A Profecia

Existem novelizações e cópias de roteiros. Com relação às primeiras, com muuuiito sacrifício e uma tremenda força de vontade ainda conseguimos lê-las, mas quanto as segundas... My God! São o terror de qualquer leitor, incluindo os mais contumazes.
“A Profecia” de David Seltzer se enquadra na primeira categoria, quantos aos outros dois livros posteriores (“Damien - A Profecia II” e “A Profecia – Conflito Final”) se encaixam com honras e méritos na categoria de cópias de roteiros cinematográficos. Portanto, se você assistiu aos filmes, esqueça esses dois livros, pois com certeza não conseguirá lê-los. O motivo é simples: tudo o que você viu na tela foi copiado para as páginas, desde falas às situações vividas por personagens. Basta imaginar-se assitindo, novamente, o filme no livro.
Quanto “A Profecia”, o tempero muda um pouco, para melhor.

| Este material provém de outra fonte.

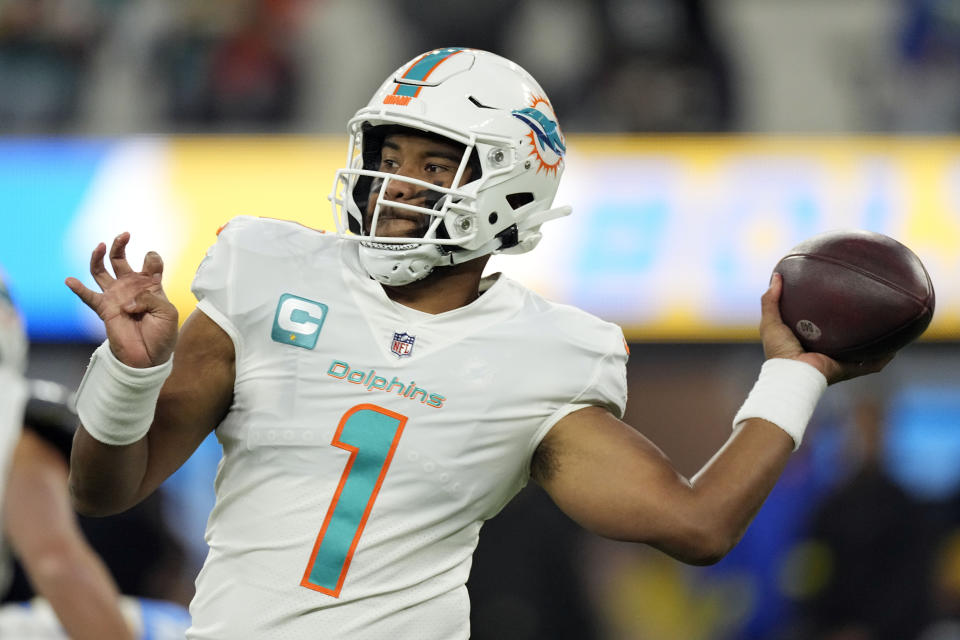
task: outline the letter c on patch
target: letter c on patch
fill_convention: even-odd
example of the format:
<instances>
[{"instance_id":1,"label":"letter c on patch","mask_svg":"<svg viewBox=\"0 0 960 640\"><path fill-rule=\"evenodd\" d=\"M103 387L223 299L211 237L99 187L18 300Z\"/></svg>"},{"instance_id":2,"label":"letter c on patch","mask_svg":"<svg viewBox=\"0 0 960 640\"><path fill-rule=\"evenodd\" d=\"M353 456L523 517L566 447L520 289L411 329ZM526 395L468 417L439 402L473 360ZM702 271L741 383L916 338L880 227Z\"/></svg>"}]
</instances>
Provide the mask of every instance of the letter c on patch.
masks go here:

Seltzer que também escreveu o roteiro do filme tomou alguma liberdade com relação ao livro. Com isso, os leitores ganharam cenas adicionais – que não estão no filme – enredo mais descritivo e personagens um pouco mais profundos. O escritor e roteirista, por exemplo, explorou melhor o passado dos personagens principais, além de modificar as suas características físicas e também algumas atitudes com relação aos atores do filme. Estas peculiaridades ficam evidentes na personagem Srª Baylock, a babá do pequeno Damien, que na realidade pertence a uma seita satânica responsável pela vinda do anticristo. A Baylock do livro é uma mulher enorme, gorda, alta, já idosa e feia, enquanto a personagem do filme – interpretada pela atriz britânica Billie Whitelaw com 44 anos na época e ainda no auge de sua beleza – é totalmente a antítese da babá do cinema, pelo menos no que se refere aos atributos físicos.  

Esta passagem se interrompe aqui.